Item 2. I ran across an ad for DERIVE, a symbol manipulation software package, the other day. The left page extolled the virtues of the software and on the right was a listing of all the things DERIVE could do. The list was two columns running about 2/3 of the page's length. This list went from simple addition to multiple integration. I estimate that a typical student takes about six years to learn how to do what was listed on that 2/3 of a page.
There has been of late in these news groups a lot of discussion of the place of symbolic manipulation in the calculus curriculum and the mathematics curriculum in general. Some of it tied to criticism of the "reform calculus" movement. The gist was that all sorts of horrible things would result if much more time were not spent teaching students how to do algebra (by which is meant: how to manipulate symbols).
The question referred to in item 1 above is pretty close to a pure reform calculus question: interpreting a graph and writing the conclusions. I thought it was a great question and asked things very fundamental to some of the big ideas of calculus. A student who understood what he or she had been studying all year, should surely have been able to answer this question. There was no computation , no manipulation of symbols to do; in fact there was none possible. I suspect that students who had trouble with this question, could have answered the same questions had they been given the expression for the derivative to manipulate. And that's the point: they had in front of them everything the manipulation could have told them and were unable to interpret it.
On the other hand there was no way to use a calculator to do the problem either. However, if the students had spend some quality time with their calculators during the year investigating the relationships between the graphs of functions and their derivatives, I suspect they would have had no trouble with this question. The point is that the calculator in a high school or college classroom should be a tool for investigation, not just a shortcut to the answer.

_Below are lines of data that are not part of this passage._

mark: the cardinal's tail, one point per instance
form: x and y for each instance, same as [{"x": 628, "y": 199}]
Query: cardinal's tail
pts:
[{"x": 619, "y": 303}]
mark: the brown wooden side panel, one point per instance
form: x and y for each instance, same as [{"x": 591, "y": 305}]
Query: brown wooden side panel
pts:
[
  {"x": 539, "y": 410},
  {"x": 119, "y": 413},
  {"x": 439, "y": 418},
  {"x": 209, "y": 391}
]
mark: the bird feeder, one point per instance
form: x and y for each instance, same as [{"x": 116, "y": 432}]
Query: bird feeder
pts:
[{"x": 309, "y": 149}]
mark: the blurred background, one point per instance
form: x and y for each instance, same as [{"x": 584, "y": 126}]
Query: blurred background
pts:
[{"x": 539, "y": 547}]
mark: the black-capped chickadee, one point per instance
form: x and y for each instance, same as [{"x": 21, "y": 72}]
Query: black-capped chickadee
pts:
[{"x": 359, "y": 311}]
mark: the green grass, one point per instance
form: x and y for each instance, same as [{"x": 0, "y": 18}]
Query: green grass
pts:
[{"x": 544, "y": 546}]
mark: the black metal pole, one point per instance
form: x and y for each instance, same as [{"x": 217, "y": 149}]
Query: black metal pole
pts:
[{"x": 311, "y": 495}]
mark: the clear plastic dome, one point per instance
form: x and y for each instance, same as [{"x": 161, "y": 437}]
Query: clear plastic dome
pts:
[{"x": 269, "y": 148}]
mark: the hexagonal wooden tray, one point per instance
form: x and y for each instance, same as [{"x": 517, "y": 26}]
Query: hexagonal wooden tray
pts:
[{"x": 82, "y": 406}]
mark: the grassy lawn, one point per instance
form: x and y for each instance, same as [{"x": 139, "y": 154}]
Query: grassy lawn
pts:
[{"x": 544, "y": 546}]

Symbol manipulation is neither mindless nor unnecessary. It's what makes mathematics work. Students need to be able to use, interpret, read, write, decode and otherwise handle symbols. You really can't do mathematics without that ability. BUT there is a lot more to mathematics than that. Along with the symbols are the numbers, the graphs and the communication. Much more time needs to be spent with these rather than with the pure manipulation of symbols.
Machines can do the manipulation. Let them. People still need to understand what the machines are doing, what the symbols mean, how they apply to the problem under consideration and so on. Too many, far too many, students think that mathematics is only symbol manipulation. Why? Because that's what they spend so many years doing in math class. Because that's what shows up on the math tests. Because that's what shows up on the standardized tests.
Allow me to coin a word. The word is "algemetic" (al/ ge/ me/ tic rhymes with "arithmetic"). "Algemetic" means anything the TI-92, Derive, Mathematica, Maple or MathCad can do. "Algemetic" is not all there is to algebra. It is what students spend years learning.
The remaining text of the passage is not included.